8

Preliminary properties: Let the state vector $x(t)=[x_1(t),\dots,x_n(t)]^T\in\mathbb{R}^n$ be constrained to the dynamical system $$ \dot{x} = Ax + \begin{bmatrix} \phi_1(x_1) \\ \vdots \\ \phi_n(x_1) \\ \end{bmatrix}, \ \ \ \ x(0) = x_0 $$ where $A$ is defined by: $$ A = \begin{bmatrix} \lambda_1 & 1 & 0 &\cdots& 0\\ 0 & \lambda_2 & 1 &\ddots&\vdots\\ \vdots&\ddots&\ddots&\ddots&0\\ 0&\cdots&0&\lambda_{n-1}& 1\\ 0&\cdots&0&0&\lambda_n \end{bmatrix} $$ with $\lambda_i>0$, and $\phi_i(x_1) = \beta_i |x_1|^{\alpha_i}\text{sign}(x_1), \beta_i>0$, $0<\alpha_i<1$.

Question: Is it possible to show that for any initial condition $x_0\neq 0$, the solution $x(t)$ either converge to the origin, or $ \lim_{t\to\infty}\|x(t)\| = +\infty $, but cannot remain in a bounded trajectory different from staying at the origin?

Concretelly, what additional structure or conditions on the system or the initial condition do we require to show this?

In case you find this useful, here are my attempts to understand/solve the problem.

Attempt 1: I was trying to use results such as the ones from here which can conclude what I want, but require to find a Lyapunov-like function (not necesarilly positive definite) for which $\ddot{V}\neq 0, x\neq 0$. However, I haven't been able to come up with a suitable such function.

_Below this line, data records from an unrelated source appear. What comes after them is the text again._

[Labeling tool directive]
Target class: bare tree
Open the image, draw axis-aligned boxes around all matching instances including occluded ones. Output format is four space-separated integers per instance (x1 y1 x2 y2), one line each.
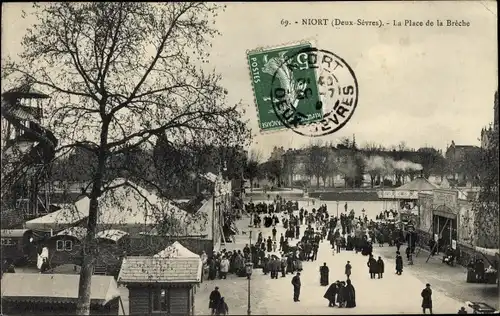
2 2 249 315
305 145 328 187
244 150 262 191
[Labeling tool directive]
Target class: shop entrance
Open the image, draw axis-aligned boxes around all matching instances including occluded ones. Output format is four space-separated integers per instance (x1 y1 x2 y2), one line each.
432 210 458 251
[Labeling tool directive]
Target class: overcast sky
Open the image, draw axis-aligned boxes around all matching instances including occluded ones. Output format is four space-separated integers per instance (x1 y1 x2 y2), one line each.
2 1 498 156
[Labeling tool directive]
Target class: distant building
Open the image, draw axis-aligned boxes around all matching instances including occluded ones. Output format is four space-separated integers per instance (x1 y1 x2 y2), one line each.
445 140 481 186
481 91 498 149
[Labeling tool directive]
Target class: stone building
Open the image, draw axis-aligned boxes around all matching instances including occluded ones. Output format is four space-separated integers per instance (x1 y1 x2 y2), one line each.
481 91 498 149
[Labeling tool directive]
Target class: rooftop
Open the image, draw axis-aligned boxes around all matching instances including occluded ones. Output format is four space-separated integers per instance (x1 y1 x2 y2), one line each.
2 273 120 305
118 257 202 284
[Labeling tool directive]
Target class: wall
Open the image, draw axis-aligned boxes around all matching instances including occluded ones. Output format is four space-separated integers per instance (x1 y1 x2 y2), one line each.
457 200 475 244
129 235 214 256
127 285 194 316
125 286 151 315
2 298 119 316
45 236 82 267
418 193 433 233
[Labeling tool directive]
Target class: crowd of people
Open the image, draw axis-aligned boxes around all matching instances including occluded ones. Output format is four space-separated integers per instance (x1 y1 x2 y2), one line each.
202 197 480 314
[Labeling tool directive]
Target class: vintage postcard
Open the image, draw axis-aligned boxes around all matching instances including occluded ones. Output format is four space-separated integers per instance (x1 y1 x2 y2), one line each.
0 1 500 315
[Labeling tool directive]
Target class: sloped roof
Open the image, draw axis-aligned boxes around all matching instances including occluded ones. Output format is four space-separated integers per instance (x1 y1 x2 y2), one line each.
118 257 202 284
154 241 201 260
396 177 437 191
439 177 451 189
2 83 50 99
96 229 128 241
26 179 186 230
2 273 120 305
56 226 87 240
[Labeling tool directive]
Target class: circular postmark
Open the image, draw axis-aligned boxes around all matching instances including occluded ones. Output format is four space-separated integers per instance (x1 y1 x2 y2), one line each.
270 47 359 137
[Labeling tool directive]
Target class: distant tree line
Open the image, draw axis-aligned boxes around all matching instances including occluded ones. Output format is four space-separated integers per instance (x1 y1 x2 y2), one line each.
254 138 481 187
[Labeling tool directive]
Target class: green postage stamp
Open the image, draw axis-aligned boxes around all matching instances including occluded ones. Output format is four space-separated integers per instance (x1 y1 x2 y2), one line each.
247 43 323 132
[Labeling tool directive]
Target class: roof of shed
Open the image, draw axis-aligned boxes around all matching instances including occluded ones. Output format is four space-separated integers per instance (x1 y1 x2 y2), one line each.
2 273 120 305
118 257 202 283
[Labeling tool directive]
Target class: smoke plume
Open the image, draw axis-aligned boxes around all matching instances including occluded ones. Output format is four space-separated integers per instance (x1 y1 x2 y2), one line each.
365 156 423 175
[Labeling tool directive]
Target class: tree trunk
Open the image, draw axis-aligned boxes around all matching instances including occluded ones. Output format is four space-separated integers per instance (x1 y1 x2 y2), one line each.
76 118 109 315
76 198 99 315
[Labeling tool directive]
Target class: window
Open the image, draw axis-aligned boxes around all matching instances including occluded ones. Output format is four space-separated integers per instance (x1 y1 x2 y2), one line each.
56 240 64 251
151 289 169 313
64 240 73 251
2 238 16 246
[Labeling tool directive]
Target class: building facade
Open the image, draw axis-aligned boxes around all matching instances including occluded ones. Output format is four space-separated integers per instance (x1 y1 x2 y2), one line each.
481 91 498 149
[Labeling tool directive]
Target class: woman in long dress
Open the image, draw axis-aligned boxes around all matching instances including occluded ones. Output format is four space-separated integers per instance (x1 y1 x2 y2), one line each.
344 279 356 308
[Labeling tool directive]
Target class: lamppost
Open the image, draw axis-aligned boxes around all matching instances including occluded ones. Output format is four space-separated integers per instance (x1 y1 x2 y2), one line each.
245 231 253 315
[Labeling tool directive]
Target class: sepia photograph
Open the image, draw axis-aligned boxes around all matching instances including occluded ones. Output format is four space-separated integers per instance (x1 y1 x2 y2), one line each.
0 0 500 316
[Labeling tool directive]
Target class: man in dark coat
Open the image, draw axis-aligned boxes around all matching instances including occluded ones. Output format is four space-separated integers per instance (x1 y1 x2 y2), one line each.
420 283 432 314
344 261 352 279
366 255 378 279
292 272 302 302
344 279 356 308
270 256 281 279
323 281 340 307
337 281 345 307
319 262 330 286
396 251 403 275
280 254 287 278
377 256 384 279
208 286 222 315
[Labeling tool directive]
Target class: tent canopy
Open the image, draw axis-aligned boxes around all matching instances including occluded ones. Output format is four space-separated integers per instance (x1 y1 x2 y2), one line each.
154 241 201 260
26 179 187 231
396 178 437 191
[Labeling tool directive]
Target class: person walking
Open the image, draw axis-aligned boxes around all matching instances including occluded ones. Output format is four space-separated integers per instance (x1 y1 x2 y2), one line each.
396 251 403 275
292 272 302 302
344 279 356 308
323 281 340 307
208 286 222 315
420 283 432 314
215 297 229 316
345 261 352 279
377 256 384 279
220 257 229 279
366 255 378 279
319 262 330 286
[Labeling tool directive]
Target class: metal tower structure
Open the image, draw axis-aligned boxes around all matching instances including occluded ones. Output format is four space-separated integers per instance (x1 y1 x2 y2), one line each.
2 83 57 220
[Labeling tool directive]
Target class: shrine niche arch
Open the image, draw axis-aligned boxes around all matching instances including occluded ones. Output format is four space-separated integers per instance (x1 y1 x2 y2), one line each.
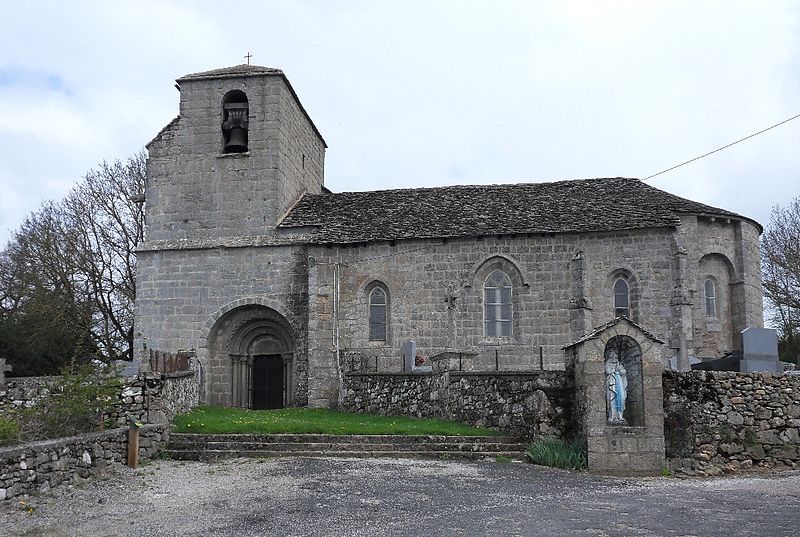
208 304 296 409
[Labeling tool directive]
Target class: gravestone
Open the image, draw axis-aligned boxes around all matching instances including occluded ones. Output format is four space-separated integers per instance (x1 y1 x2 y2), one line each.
400 339 433 373
400 339 417 372
739 327 783 373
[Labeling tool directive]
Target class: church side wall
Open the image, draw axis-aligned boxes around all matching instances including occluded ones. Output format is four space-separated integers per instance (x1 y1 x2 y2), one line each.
309 229 674 406
678 216 764 359
135 246 308 404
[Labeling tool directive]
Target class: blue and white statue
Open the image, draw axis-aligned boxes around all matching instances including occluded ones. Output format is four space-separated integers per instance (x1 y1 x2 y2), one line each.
606 350 628 423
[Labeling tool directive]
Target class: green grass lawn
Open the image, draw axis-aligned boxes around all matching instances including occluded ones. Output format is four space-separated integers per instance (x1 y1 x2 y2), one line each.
175 406 497 436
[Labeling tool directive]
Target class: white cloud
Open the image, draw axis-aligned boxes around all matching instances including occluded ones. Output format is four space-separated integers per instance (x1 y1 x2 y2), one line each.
0 1 800 242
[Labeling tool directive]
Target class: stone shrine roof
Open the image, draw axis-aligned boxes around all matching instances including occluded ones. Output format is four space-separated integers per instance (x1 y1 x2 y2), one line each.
561 317 664 350
279 177 744 243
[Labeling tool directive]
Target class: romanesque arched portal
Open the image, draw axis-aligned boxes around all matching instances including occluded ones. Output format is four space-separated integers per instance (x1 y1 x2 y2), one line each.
208 304 295 409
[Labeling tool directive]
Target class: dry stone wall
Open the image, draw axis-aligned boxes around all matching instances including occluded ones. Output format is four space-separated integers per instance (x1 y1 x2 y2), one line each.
0 425 169 500
340 371 572 437
664 371 800 474
0 371 198 425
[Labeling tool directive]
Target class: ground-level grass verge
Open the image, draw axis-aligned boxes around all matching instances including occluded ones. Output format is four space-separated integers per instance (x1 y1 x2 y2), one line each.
525 438 586 470
175 406 498 436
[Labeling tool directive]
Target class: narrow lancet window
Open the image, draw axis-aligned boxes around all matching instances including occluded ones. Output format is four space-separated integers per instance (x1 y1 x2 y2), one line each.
483 270 512 337
614 278 631 318
369 287 389 341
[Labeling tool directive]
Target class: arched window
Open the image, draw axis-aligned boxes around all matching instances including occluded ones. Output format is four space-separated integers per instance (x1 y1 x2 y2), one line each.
703 278 717 317
222 90 248 153
369 286 389 341
614 278 631 318
483 270 512 337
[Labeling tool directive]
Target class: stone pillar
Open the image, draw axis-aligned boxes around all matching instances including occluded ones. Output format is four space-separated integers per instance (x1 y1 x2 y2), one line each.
569 250 592 340
669 240 694 371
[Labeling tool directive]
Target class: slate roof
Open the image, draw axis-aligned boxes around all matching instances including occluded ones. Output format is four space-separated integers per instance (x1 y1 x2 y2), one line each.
279 177 758 243
176 63 283 82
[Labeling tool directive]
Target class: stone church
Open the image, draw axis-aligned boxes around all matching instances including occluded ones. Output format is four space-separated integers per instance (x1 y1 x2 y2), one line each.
135 65 763 408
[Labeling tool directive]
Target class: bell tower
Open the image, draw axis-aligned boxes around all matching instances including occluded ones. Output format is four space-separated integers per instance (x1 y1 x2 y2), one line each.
145 65 326 245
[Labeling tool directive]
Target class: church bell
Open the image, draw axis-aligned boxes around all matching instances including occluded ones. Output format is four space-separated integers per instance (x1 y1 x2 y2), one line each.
222 103 247 153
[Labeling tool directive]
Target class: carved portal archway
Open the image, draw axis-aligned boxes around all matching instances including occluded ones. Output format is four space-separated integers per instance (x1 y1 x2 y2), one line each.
208 305 295 409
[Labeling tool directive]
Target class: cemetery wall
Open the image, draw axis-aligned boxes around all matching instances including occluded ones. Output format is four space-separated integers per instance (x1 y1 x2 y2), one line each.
0 424 169 500
663 371 800 474
339 371 572 437
0 371 198 425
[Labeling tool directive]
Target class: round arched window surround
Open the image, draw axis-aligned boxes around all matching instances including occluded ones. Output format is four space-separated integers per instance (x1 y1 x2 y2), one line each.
483 269 513 337
367 282 389 341
607 268 639 322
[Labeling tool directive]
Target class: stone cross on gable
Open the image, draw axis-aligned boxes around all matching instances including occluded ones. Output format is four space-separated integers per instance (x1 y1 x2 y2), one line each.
0 358 12 386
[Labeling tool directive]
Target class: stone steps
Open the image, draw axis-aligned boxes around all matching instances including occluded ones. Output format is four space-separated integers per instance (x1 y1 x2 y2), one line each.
164 433 525 460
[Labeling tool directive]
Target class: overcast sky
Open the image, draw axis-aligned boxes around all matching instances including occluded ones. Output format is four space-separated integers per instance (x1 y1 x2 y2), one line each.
0 0 800 247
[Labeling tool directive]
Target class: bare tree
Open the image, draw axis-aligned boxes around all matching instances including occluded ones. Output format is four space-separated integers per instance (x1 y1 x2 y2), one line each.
0 149 145 370
761 197 800 361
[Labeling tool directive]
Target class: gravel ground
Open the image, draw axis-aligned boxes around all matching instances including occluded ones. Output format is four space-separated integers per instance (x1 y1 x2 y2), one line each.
0 458 800 537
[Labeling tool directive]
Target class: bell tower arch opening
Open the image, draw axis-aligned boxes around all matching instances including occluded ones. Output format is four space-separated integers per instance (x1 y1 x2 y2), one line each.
208 305 295 409
222 90 249 153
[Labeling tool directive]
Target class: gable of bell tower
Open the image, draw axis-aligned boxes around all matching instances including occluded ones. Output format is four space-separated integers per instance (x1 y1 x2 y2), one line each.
145 65 326 241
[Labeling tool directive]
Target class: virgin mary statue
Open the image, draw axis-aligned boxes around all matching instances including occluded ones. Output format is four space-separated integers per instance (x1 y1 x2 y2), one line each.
606 351 628 423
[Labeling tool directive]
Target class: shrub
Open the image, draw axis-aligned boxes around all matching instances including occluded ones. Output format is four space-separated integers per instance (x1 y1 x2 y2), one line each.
14 364 121 440
0 416 19 446
525 438 586 470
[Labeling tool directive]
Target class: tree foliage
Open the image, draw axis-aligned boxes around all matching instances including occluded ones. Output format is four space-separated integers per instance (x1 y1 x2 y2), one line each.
0 153 145 375
761 197 800 362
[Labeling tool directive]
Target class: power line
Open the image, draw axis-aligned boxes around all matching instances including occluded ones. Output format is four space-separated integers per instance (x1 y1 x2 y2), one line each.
642 114 800 181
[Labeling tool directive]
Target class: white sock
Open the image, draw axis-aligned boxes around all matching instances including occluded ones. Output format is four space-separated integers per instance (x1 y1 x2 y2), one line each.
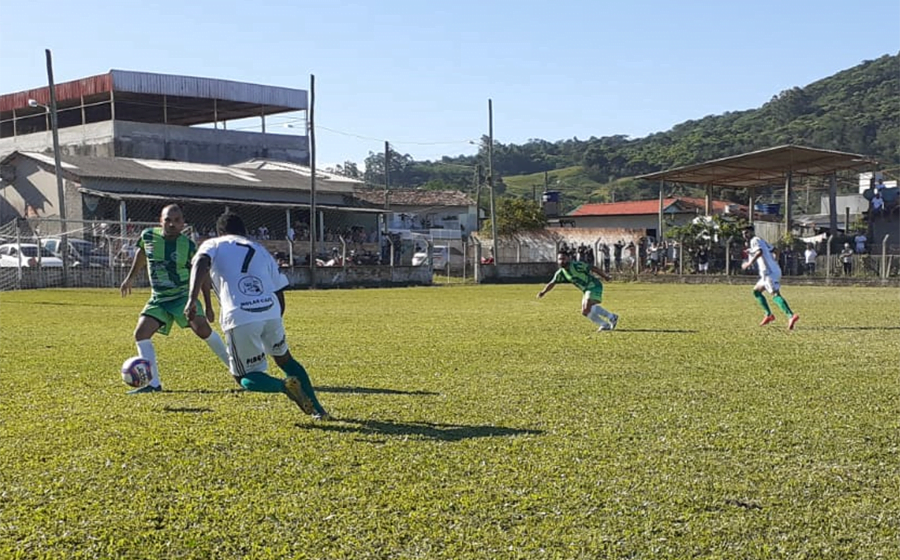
587 305 607 327
137 338 160 387
204 331 229 368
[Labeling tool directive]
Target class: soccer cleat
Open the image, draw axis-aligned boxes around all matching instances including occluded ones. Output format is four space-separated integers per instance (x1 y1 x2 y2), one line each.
127 385 162 395
282 375 316 414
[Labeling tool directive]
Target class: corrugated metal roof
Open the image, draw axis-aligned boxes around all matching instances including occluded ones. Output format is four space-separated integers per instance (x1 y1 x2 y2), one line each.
353 188 475 207
569 197 747 216
0 70 308 113
637 144 876 188
9 152 356 195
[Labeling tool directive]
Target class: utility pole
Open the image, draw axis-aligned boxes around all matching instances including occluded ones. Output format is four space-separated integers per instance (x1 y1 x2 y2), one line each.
488 99 500 264
308 74 316 288
44 49 69 287
475 163 481 232
384 140 391 201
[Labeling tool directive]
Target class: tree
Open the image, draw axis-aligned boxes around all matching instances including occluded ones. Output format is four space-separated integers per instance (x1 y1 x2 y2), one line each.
481 198 547 237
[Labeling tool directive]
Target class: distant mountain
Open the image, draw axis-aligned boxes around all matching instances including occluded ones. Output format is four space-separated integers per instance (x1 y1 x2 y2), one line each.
366 55 900 212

Attempt 2: The differential equation have "explicit" solution (not precisely explicit but can be expressed as) $$ x(t) = e^{At}x_0 + e^{At}\int_0^se^{-As}\Phi(x_1(s))ds $$ where $\Phi(x_1) = [\phi_1(x_1),\dots,\phi_n(x_1)]^T$. So I wanted to proceed by contradiction: assume that there exists $b,B>0$ and $T>0$ such that $b\leq \|x(t)\|\leq B$ for all $t\geq T$. Hence, $$ b\leq \left\|e^{At}x_0 + e^{At}\int_0^se^{-As}\Phi(x_1(s))ds\right\|\leq B $$ And noticing that in this case there should be $c,C>0$ such that $0<c\leq\|\Phi(x_1(t))\|\leq C $, for all $t\geq T$. Thus, try to obtain a contradiction, for example by using $C\geq\|\Phi(x_1(t))\|$ to show that $B\leq\|x(t)\|$. But unfortunately I haven't obtained anything positive in this direction neither.

Attempt 3: Can Bendixon's/Dulac criterion (see Theorem 11 here) be used to conclude something for this system? It is easy to verify that if we write this system as $\dot{x} = f(x)$, we obtain $\nabla\cdot f(x)>0$.

I know that neither my attempts nor my exposition here are perfect. However, I'm looking for suggestions/references or any idea which might help me understand more this problem.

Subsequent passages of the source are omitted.